Journal Club Commentary: Management of Single Seizures

MESS studyIntroduction

For this edition of the Neurology Online Journal Club I wanted to review not one but a series of papers to address a specific issue, namely predicting the risk of seizure recurrence after a single seizure and predicting how much this is reduced by starting anti-epileptic medication. I started with the Multi-centre study of early Epilepsy and Single Seizures (MESS) study, but there is more than one report on the same data set, and its main points prompted a more detailed look at other literature on the subject and my personal views. Hence I have described this as a commentary.

There is an accompanying Journal Club review that deals specifically with risk of seizure recurrence in relation to driving.


Epilepsy is certainly one of the more common conditions managed in neurology and indeed in general medical practice. The lifetime prevalence of seizures (% of people who will have a non-febrile seizure at some point in their lives) is 2-5%, and the prevalence of active epilepsy is around 0.5%. A first seizure often presents as a sudden, shocking event in a previously well person, and often leaves the patient in a similarly well state with the expectation of returning to a reasonably normal life – and yet bewildered and worried. As a result, it is a condition where in my view counselling of the patient regarding management options and involving the patient in decision-making is particularly important.

A specific issue with epilepsy management is that typically there are no ongoing symptoms or abnormal clinical signs. The patient may be starting treatment, exposing them to potential side effects, without making them feel better at all. We may have no idea whether or not the drug is working until it manifestly fails much later in the form of a recurrent seizure, and even then we are not sure what would have happened if we had not started treatment, or had started a different treatment. In this respect epilepsy management is more akin to management of episodic headache or TIA than of Parkinson’s disease or chronic pain.

When management revolves around predicting and minimising risk, statistics inevitably play a part. Clinicians need to have the communication skills to explain clearly to patients in broad terms the likely risks of seizure recurrence in different circumstances, and of course that means knowing those risks and understanding basic statistics themselves. Knowledge of risks is covered in this review, but communicating them remains a challenge. (For example, in the UK a survey revealed that the majority of adults did not appreciate that it was equally likely for one to roll a 6 on a die as any other number, or that a previous coin toss does not affect the result of a subsequent one.)
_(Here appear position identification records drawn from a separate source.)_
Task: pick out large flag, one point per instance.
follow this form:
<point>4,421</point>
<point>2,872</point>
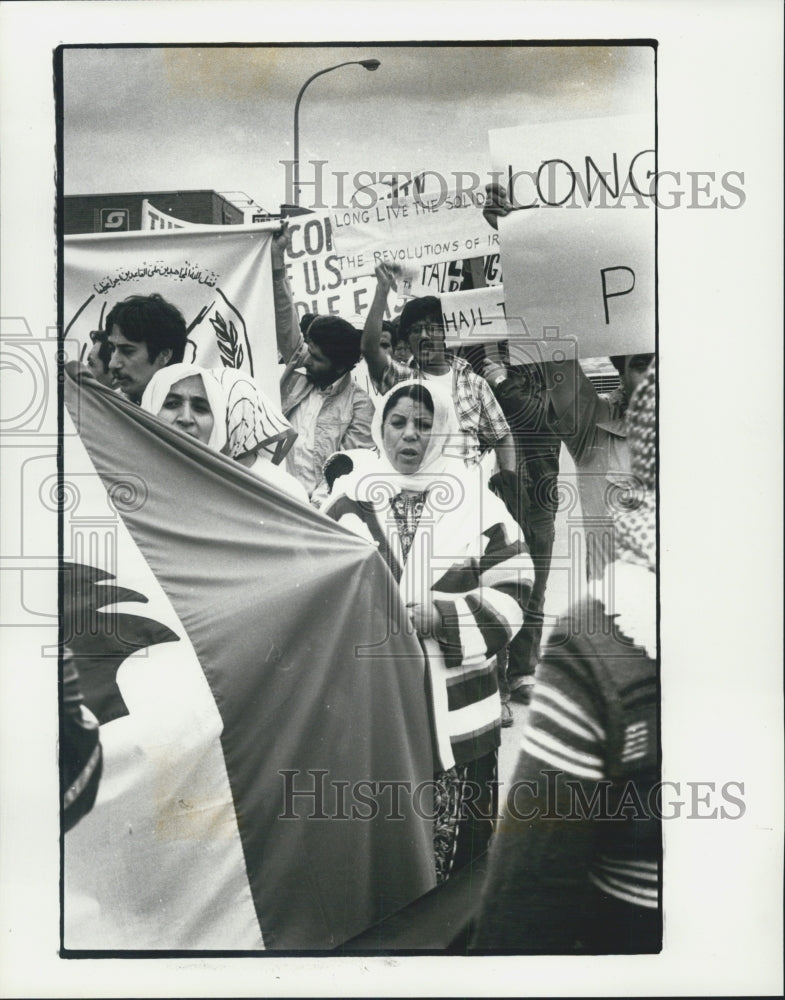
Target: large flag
<point>219,277</point>
<point>267,749</point>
The key questions to which patients and clinicians need answers are:

  1. What is a specific patient’s risk of a further seizure over a certain time period? This estimate should factor in whether or not this was their first seizure, the seizure type and aetiology, the time they have already gone without a seizure and other factors that determine risk such as EEG, imaging abnormalities and family history of epilepsy.
  2. How much is this risk reduced if the patient goes on antiepileptic medication?
  3. If starting medication, and there are no further seizures, when should this medication be stopped again?

Risk after a first seizure

The FIRST study (First Seizure Trial Group Study) in 1993 reported recurrence risks of 18%, 28%, 41%, and 51% at 3, 6, 12, and 24 months if not given medication, and 7%, 8%, 17%, and 25% if given medication.  Randomisation on or off medication was done within 7 days of their seizure, so this is nicely applicable to an “early clinic” or inpatient decision. The odds ratio of reduction of risk by medication was 0.4 (i.e. seizures were only 40% as likely on medication as off medication).

The largest single study on risk of seizure recurrence with randomisation for initial treatment was that conducted by the Multi-centre study of early epilepsy and Single Seizures (MESS) study group; here the risk of recurrence in the 404 randomized to immediate treatment was somewhat lower at 18%, 32%, 42%, and 46% at 6 months, 2, 5, and 8 years after randomization versus 26%, 39%, 51%, and 52% in the deferred treatment group.

Cumulative risk of recurrence years after a seizure. Note that it is the top figure that specifically refers to a first seizure.

Cumulative risk of recurrence years after a seizure. Note that it is the top figure that specifically refers to a first seizure.

A key difference between the studies is that in the MESS study patients were randomised generally 3 months after their initial seizure. The six month figure is therefore the risk from 3 to 9 months after a seizure, having already gone about 3 months without a seizure.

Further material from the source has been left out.